Design still shaky IMO - now that i think i may understand what your end
goal is.
Using the principles i described in earlier email, the problem you are
trying to solve is:
a) shipping of the taskstats from kernel to user-space asynchronously to
all listeners on multicast channel/group TASKSTATS_LISTEN_GRP
at the point when some process exits.
b) responding to queries issued by the user to the kernel for taskstats
of a particular defined tgid and/or pid combination.
Did i summarize your goals correctly?
So lets stat with #b:
i) the message is multicast; there has to be a user space app registered
to the multicast group otherwise nothing goes to user space.
ii) user space issues a GET and it seems to me the appropriate naming
for the response is a NEW.
Lets go to #a:
The issued multicast messages are also NEW and no different from the
ones sent in response to a GET.
Having said that then, you have the following commands:
enum {
TASKSTATS_CMD_UNSPEC, /* Reserved */
TASKSTATS_CMD_GET, /* user -> kernel query*/
TASKSTATS_CMD_NEW, /* kernel -> user update */
};
You also need the following TLVs
enum {
TASKSTATS_TYPE_UNSPEC, /* Reserved */
TASKSTATS_TYPE_TGID, /* The TGID */
TASKSTATS_TYPE_PID, /* The PID */
TASKSTATS_TYPE_STATS, /* carries the taskstats */
TASKSTATS_TYPE_VERS, /* carries the version */
};
Refer to the doc i passed you and provide feedback if how to use the
above is not obvious.
The use of TLVs above implies that any of these can be optionally
appearing.
So when you are going from user->kernel with a GET a in #a above, then
you can specify the PID and/or TGID and you dont need to specify the
STATS and this would be perfectly legal.
On kernel->user (in the case of response to #a or async notifiation as
in #b) you really dont need to specify the TG/PID since they appear in
the STATS etc.
I take it you dont want to configure the values of taskstats from user
space, otherwise user->kernel will send a NEW as well.
I also take it dumping doesnt apply to you, so you dont need a dump
callback in your kernel code.
>From what i described so far, you dont really need a header for yourself
either (maybe you need one to just store the VERSION?)
I didnt understand the point to the err field you had in the reply.
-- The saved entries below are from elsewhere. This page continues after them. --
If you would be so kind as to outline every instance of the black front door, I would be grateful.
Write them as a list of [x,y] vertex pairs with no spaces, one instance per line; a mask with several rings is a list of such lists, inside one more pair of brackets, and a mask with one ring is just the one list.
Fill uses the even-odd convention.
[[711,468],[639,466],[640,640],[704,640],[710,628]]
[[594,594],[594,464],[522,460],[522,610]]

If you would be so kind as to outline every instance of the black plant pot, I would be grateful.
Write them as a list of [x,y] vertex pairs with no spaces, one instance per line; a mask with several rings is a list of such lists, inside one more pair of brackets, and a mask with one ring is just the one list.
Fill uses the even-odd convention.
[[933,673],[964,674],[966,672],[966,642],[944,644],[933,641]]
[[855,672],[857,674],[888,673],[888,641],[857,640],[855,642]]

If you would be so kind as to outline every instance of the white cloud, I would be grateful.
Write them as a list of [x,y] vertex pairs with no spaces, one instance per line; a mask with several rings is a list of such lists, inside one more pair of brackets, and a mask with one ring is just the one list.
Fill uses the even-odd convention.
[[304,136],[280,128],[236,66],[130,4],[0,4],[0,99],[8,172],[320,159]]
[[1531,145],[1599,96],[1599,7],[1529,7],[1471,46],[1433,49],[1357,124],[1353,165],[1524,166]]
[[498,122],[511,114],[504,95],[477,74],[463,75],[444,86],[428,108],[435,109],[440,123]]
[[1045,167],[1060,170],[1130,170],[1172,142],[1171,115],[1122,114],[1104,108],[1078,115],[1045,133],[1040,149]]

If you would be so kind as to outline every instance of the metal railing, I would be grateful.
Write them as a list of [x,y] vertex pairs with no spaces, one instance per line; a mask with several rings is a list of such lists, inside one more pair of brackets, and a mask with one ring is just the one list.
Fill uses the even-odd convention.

Netlink already does issue errors which can be read via perror. If this
is different from what you need, it may be an excuse to have your own
header.
I hope this helps.
cheers,
jamal
On Fri, 2006-10-03 at 09:53 -0500, jamal wrote:
>
> a) shipping of the taskstats from kernel to user-space asynchronously to
> all listeners on multicast channel/group TASKSTATS_LISTEN_GRP
> at the point when some process exits.
> b) responding to queries issued by the user to the kernel for taskstats
> of a particular defined tgid and/or pid combination.
>
> Did i summarize your goals correctly?
>
> So lets stat with #b:
> i) the message is multicast; there has to be a user space app registered
> to the multicast group otherwise nothing goes to user space.
I mispoke:
The above applies to #a.
For #b, the message from/to kernel to user is unicast.
cheers,
jamal
On Fri, Mar 10, 2006 at 09:53:53AM -0500, jamal wrote:
> On Thu, 2006-09-03 at 20:07 +0530, Balbir Singh wrote:
> > Please let us know if we missed something out.
>
> Design still shaky IMO - now that i think i may understand what your end
> goal is.
> Using the principles i described in earlier email, the problem you are
> trying to solve is:
>
> a) shipping of the taskstats from kernel to user-space asynchronously to
> all listeners on multicast channel/group TASKSTATS_LISTEN_GRP
> at the point when some process exits.
> b) responding to queries issued by the user to the kernel for taskstats
> of a particular defined tgid and/or pid combination.
>
> Did i summarize your goals correctly?
Yes, you did.
>
> So lets stat with #b:
> i) the message is multicast; there has to be a user space app registered
> to the multicast group otherwise nothing goes to user space.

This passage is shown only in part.